While a cable attached to the earpiece may make it easier to remove, it also comes with risks. One 44-year-old patient burned her hands when her earpieces got caught on something while she was carrying a pot of boiling water.

Vibrators

It’s no secret that people have vibrators stuck in their bodies. But not as often as earbuds, according to a sample of NEISS data.

Mobile phones

The most dangerous thing to do with a cell phone seems to be holding it — followed by not holding it. More than 13 percent of cell phone-related emergency room visits in the 2023 database were the result of dropping the phone on one’s face, toes, or children

About 12 percent of injuries were the result of distracted riders falling off their bikes, hitting potholes, and in one case, running into a metal 9/11 memorial plaque while looking at their phone instead of where they were going. Needless to say, doomscrolling while going down stairs is especially dangerous.

Swiping across a broken phone screen accounted for 7 percent of emergency room visits, while falling out of bed or a chair while reaching for a phone (who hasn’t experienced that?) accounted for 5 percent of visits.

Phone manufacturers bear some responsibility: another 5 percent of phone-related emergency calls resulted from users receiving electric shocks or devices spontaneously igniting and burning out.

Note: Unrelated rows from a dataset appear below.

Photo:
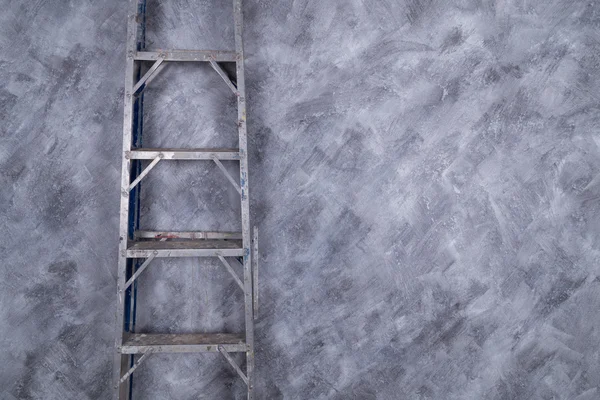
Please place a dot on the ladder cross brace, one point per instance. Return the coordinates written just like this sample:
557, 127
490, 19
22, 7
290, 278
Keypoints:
233, 364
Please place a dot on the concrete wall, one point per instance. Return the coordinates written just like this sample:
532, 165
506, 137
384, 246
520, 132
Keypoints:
425, 175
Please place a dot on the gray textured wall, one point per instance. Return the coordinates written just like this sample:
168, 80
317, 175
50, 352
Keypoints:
425, 174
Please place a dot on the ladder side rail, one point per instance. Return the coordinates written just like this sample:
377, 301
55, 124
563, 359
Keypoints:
122, 362
245, 204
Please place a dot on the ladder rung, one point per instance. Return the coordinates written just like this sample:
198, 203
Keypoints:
184, 154
187, 55
186, 248
186, 235
182, 343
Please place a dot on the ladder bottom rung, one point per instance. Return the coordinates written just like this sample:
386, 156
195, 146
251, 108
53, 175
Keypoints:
187, 55
186, 248
182, 343
184, 154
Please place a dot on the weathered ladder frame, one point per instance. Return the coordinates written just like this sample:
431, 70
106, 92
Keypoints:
132, 174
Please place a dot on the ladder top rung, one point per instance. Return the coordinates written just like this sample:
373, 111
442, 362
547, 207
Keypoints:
186, 248
184, 154
182, 343
187, 55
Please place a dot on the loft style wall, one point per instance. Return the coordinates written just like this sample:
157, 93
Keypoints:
425, 177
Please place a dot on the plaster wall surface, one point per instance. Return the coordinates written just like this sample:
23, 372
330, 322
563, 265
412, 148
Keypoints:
424, 173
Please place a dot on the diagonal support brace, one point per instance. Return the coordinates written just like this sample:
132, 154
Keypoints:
233, 364
232, 272
145, 172
226, 78
140, 270
148, 76
227, 175
134, 367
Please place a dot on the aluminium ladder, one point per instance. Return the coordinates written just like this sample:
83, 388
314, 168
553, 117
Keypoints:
137, 248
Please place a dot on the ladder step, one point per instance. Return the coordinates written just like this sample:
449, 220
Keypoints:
186, 248
187, 55
184, 154
182, 343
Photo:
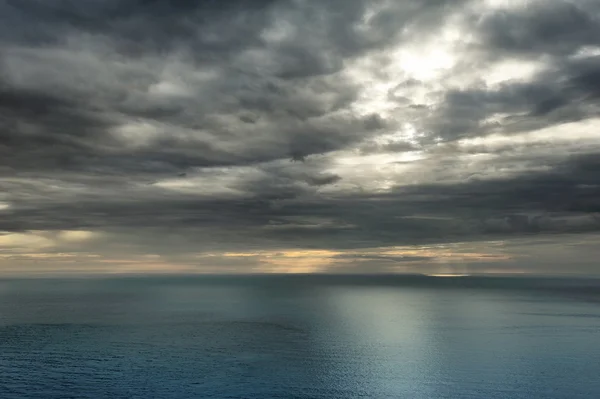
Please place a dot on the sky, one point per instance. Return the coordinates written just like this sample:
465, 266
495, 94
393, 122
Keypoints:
300, 136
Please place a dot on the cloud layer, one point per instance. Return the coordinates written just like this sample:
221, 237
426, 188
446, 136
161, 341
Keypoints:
186, 131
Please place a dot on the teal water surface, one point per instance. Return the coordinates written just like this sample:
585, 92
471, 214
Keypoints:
299, 337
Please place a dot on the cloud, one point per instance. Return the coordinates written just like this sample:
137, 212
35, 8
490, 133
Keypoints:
180, 128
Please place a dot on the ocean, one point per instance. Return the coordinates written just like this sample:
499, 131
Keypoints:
300, 337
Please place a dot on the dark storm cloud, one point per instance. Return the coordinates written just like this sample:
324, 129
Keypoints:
187, 126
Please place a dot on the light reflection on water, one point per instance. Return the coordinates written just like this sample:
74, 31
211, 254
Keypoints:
298, 337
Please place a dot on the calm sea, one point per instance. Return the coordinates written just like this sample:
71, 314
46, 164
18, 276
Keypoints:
300, 337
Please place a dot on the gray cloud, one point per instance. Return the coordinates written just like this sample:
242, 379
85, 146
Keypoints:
186, 127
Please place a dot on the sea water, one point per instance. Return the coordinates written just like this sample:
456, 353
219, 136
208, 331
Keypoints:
299, 337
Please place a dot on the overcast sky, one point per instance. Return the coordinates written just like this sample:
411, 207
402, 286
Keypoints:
300, 136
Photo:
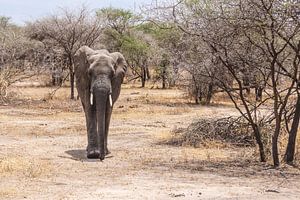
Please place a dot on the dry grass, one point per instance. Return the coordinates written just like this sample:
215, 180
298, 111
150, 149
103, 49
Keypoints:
8, 192
25, 167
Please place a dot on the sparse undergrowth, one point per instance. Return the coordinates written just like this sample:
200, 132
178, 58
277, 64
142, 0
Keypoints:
222, 131
23, 167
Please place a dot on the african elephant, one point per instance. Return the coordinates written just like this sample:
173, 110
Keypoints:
99, 75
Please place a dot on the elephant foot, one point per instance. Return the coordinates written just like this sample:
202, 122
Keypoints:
101, 156
107, 152
93, 154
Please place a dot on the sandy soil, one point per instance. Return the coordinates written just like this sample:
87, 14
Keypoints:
42, 153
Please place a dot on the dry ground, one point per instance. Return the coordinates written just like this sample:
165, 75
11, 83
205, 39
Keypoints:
42, 153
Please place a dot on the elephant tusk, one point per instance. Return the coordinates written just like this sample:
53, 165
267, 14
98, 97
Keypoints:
110, 100
91, 98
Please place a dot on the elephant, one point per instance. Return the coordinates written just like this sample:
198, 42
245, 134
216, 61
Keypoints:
99, 75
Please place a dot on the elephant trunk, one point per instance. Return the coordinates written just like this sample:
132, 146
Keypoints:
101, 100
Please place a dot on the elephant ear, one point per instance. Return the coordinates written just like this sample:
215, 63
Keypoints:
120, 70
81, 66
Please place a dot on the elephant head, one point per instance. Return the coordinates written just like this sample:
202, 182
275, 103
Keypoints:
99, 75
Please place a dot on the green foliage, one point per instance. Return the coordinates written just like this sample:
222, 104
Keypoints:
163, 33
4, 21
115, 14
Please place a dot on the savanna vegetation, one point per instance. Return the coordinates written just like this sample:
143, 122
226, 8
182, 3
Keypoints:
240, 55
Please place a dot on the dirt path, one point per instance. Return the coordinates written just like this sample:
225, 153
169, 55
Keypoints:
42, 155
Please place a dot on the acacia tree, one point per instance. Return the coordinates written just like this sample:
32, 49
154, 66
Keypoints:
67, 32
15, 65
121, 33
252, 35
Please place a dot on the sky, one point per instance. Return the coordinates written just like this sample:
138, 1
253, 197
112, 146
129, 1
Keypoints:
21, 11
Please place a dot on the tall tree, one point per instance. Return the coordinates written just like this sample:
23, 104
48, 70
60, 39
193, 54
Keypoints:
67, 31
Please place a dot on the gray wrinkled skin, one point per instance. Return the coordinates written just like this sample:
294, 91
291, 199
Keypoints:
99, 75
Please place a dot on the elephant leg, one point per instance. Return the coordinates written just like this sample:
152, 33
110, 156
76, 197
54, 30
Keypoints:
107, 122
92, 148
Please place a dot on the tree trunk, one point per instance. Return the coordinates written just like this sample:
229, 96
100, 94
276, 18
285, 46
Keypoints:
72, 81
72, 76
290, 150
257, 135
164, 79
148, 73
209, 94
143, 77
275, 154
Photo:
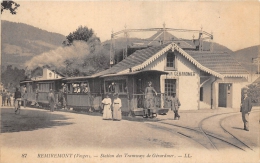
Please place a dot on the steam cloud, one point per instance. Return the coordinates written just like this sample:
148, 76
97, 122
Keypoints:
57, 57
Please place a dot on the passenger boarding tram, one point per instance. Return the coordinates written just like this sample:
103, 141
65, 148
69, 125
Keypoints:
86, 93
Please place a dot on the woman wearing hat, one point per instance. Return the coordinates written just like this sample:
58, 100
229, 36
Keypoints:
117, 108
149, 98
51, 100
107, 112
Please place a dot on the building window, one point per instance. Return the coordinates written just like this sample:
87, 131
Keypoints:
170, 60
170, 87
201, 93
45, 87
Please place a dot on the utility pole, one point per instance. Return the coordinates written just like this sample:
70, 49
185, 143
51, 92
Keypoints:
126, 37
164, 33
201, 41
112, 49
257, 61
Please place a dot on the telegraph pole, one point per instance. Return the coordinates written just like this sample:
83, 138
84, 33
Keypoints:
257, 61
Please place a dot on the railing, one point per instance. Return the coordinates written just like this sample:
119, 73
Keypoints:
160, 101
84, 100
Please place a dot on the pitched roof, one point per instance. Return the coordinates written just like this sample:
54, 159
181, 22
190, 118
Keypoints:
219, 62
137, 58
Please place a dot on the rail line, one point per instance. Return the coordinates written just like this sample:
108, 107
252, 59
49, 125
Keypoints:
209, 135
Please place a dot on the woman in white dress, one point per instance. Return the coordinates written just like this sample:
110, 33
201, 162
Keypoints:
117, 108
107, 113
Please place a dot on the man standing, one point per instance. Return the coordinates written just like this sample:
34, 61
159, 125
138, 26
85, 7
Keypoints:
51, 100
245, 109
175, 104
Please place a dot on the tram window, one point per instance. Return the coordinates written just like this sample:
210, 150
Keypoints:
79, 88
170, 60
118, 86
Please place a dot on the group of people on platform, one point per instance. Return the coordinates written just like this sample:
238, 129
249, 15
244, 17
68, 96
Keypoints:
7, 98
150, 102
112, 109
61, 98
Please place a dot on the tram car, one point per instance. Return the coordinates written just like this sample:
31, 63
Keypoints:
37, 90
131, 90
86, 93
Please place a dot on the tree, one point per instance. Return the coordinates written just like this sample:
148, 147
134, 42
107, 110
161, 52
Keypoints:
9, 5
82, 33
12, 76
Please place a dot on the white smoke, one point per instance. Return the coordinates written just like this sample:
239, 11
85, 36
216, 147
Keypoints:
55, 58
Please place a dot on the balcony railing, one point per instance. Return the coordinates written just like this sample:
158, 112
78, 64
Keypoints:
160, 101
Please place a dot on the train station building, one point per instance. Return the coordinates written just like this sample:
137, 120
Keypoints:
200, 79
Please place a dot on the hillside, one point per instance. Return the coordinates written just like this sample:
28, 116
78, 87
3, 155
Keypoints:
20, 42
155, 39
244, 57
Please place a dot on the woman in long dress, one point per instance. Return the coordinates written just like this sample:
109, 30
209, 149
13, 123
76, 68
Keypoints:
117, 114
51, 100
107, 113
149, 98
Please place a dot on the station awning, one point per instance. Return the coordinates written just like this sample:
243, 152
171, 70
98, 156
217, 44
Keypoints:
134, 73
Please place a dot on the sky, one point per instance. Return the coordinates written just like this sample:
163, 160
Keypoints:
234, 24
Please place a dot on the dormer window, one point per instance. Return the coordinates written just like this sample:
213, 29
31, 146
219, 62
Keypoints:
170, 61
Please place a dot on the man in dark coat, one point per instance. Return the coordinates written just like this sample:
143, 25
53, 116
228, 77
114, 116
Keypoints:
175, 104
51, 100
245, 109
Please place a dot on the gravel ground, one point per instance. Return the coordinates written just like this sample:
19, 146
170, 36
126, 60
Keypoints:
37, 131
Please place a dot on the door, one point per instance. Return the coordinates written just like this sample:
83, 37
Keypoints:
229, 95
222, 99
225, 95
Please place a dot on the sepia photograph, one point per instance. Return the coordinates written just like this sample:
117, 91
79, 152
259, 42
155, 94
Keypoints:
130, 81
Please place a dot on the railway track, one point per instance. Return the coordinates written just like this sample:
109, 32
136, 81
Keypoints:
200, 134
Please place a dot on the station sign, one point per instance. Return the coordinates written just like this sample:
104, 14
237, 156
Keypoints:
181, 73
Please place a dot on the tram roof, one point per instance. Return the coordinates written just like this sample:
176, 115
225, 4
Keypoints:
136, 72
42, 80
78, 78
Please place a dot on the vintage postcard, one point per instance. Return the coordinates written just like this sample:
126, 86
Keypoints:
130, 81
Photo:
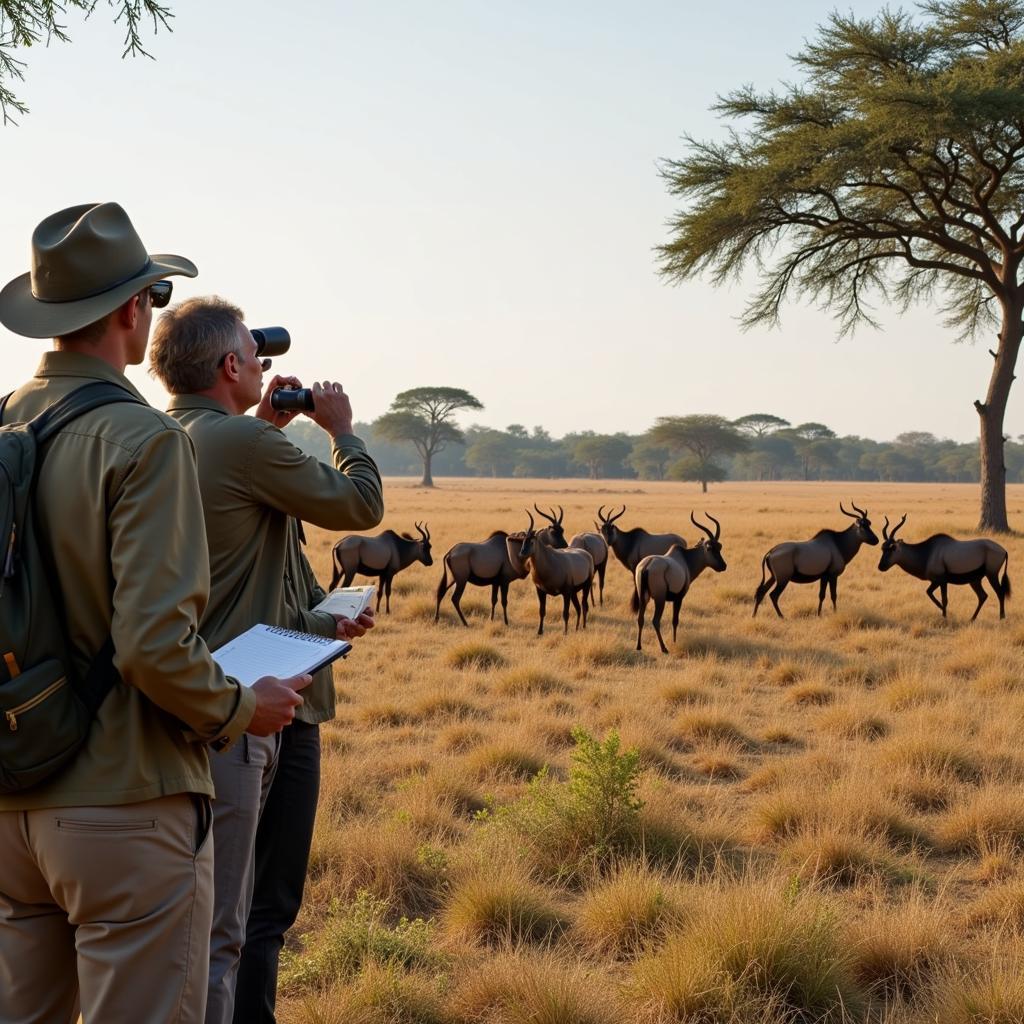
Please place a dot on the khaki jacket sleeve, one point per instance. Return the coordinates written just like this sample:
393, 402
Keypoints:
347, 496
161, 570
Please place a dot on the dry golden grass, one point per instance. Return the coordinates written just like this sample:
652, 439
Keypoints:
832, 830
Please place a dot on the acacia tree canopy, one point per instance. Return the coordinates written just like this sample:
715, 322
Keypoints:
425, 416
28, 23
891, 170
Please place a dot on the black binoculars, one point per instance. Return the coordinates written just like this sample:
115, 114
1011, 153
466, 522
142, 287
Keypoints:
276, 341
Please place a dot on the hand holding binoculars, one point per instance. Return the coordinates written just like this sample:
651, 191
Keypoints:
275, 341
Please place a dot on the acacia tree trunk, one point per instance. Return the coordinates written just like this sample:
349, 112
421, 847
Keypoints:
991, 413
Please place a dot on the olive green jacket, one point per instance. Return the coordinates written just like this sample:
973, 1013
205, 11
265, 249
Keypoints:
119, 506
255, 482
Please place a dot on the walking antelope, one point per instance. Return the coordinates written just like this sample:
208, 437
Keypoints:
566, 572
668, 578
383, 556
594, 545
494, 562
630, 546
820, 560
943, 560
553, 535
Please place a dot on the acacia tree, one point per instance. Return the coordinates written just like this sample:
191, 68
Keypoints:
704, 437
28, 23
759, 424
425, 417
894, 170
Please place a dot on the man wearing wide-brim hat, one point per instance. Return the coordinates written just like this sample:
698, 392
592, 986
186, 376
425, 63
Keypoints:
107, 869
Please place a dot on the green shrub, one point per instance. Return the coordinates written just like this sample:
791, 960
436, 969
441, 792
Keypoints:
355, 935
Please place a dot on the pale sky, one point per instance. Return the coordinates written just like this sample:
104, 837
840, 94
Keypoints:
462, 194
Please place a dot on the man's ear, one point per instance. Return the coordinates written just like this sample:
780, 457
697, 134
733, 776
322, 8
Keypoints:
231, 366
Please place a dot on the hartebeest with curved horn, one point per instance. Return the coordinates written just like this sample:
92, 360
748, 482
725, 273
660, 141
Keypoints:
565, 571
943, 560
594, 545
382, 556
494, 562
630, 546
555, 534
668, 578
819, 560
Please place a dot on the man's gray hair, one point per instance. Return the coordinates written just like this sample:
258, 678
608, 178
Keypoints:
189, 341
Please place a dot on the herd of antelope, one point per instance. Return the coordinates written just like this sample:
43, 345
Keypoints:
663, 566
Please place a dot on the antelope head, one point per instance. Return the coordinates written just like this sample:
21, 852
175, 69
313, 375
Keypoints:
555, 530
711, 545
608, 528
425, 555
863, 524
890, 545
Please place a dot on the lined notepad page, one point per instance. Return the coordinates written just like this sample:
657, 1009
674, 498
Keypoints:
272, 650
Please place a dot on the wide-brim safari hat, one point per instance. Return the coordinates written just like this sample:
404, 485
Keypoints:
86, 261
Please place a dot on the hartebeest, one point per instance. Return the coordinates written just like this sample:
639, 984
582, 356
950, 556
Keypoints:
943, 560
564, 571
383, 556
630, 546
554, 535
820, 560
668, 578
494, 562
594, 545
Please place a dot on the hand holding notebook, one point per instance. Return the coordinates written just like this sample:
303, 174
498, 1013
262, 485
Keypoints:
273, 650
347, 601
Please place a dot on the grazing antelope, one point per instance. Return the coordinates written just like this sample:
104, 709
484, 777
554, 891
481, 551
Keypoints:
494, 562
820, 560
566, 572
594, 545
943, 560
668, 578
383, 556
630, 546
554, 535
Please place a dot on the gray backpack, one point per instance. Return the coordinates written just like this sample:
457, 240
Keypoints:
45, 711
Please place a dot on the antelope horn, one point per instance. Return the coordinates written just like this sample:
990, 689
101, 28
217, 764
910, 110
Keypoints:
700, 526
550, 518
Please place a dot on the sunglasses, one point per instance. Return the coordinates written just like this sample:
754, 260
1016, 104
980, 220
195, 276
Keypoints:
160, 294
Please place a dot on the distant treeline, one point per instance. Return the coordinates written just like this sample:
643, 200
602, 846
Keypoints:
697, 448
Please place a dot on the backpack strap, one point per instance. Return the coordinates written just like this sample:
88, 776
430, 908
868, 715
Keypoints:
100, 677
76, 403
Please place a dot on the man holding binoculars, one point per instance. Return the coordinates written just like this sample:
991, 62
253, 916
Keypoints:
256, 487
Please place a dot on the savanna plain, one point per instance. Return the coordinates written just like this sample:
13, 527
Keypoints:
800, 820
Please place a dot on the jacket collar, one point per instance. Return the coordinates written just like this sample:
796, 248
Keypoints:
181, 401
58, 364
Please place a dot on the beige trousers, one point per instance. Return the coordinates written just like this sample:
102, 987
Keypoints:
105, 909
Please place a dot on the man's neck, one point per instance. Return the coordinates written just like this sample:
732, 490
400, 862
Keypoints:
223, 396
110, 350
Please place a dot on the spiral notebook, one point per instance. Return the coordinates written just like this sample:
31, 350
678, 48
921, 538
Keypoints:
273, 650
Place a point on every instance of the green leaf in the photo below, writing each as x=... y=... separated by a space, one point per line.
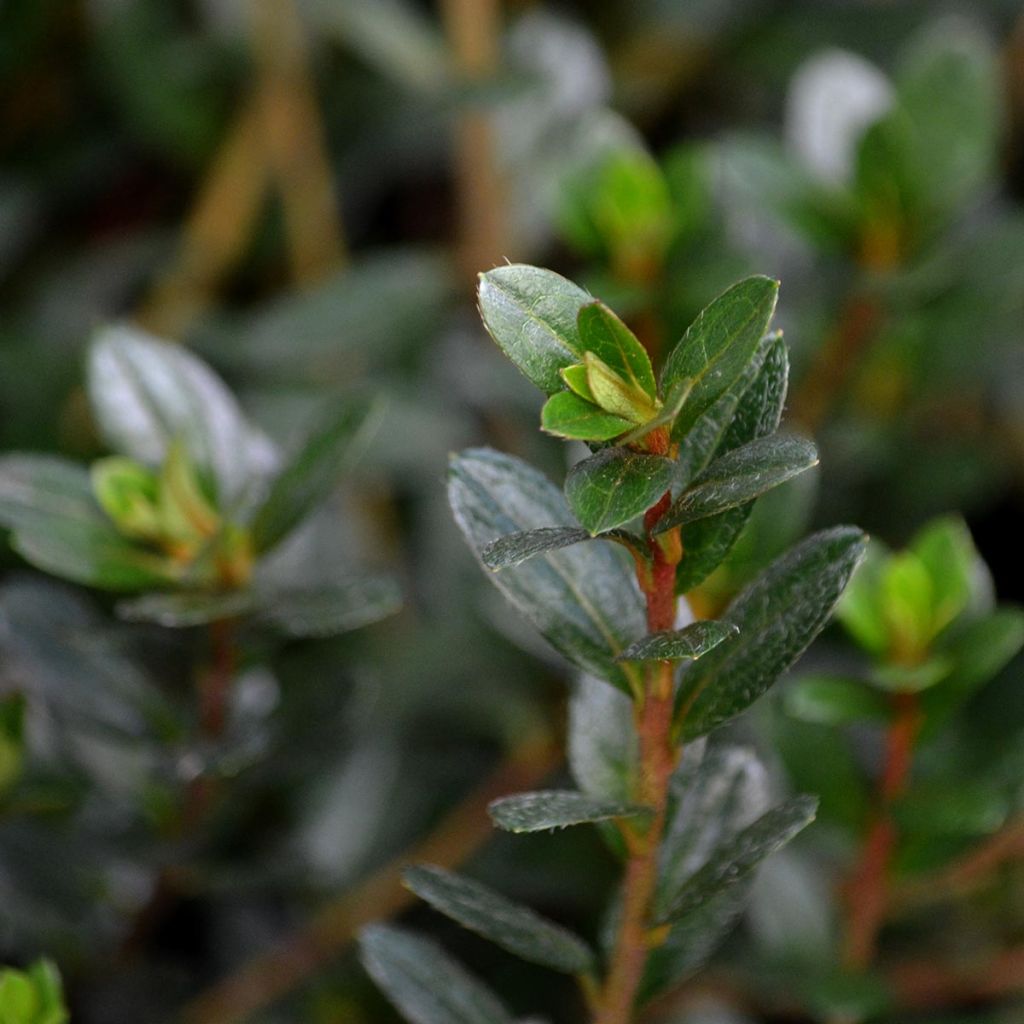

And one injury appears to have been an act of God. A 48-year-old woman was sitting on the floor of her home, holding her cellphone during a storm, when a flash of blue lightning struck the phone and ripped it out of her hand, leaving her whole body tingling but thankfully unburned.

Laptops vs. Tablets

When shopping for your next personal computer, one factor you might want to consider is that tablets caused 36 percent fewer emergency room visits than laptops, according to 2023 NEISS data. The comparative weight of laptops seems to account for most of that. More than 34 percent of laptop-related injuries resulted from the computer falling on someone’s head or feet, which is twice the rate of emergency room visits caused by tablets. The larger size of laptops also makes traveling with them less convenient and more dangerous. Five percent of laptop-related injuries resulted from laptops falling out of overhead bins on airplanes or buses.

But lighter things aren’t always safer. They’re easier to throw. NEISS’s data on tablets and mobile phones is full of examples of siblings “accidentally” throwing devices at each other.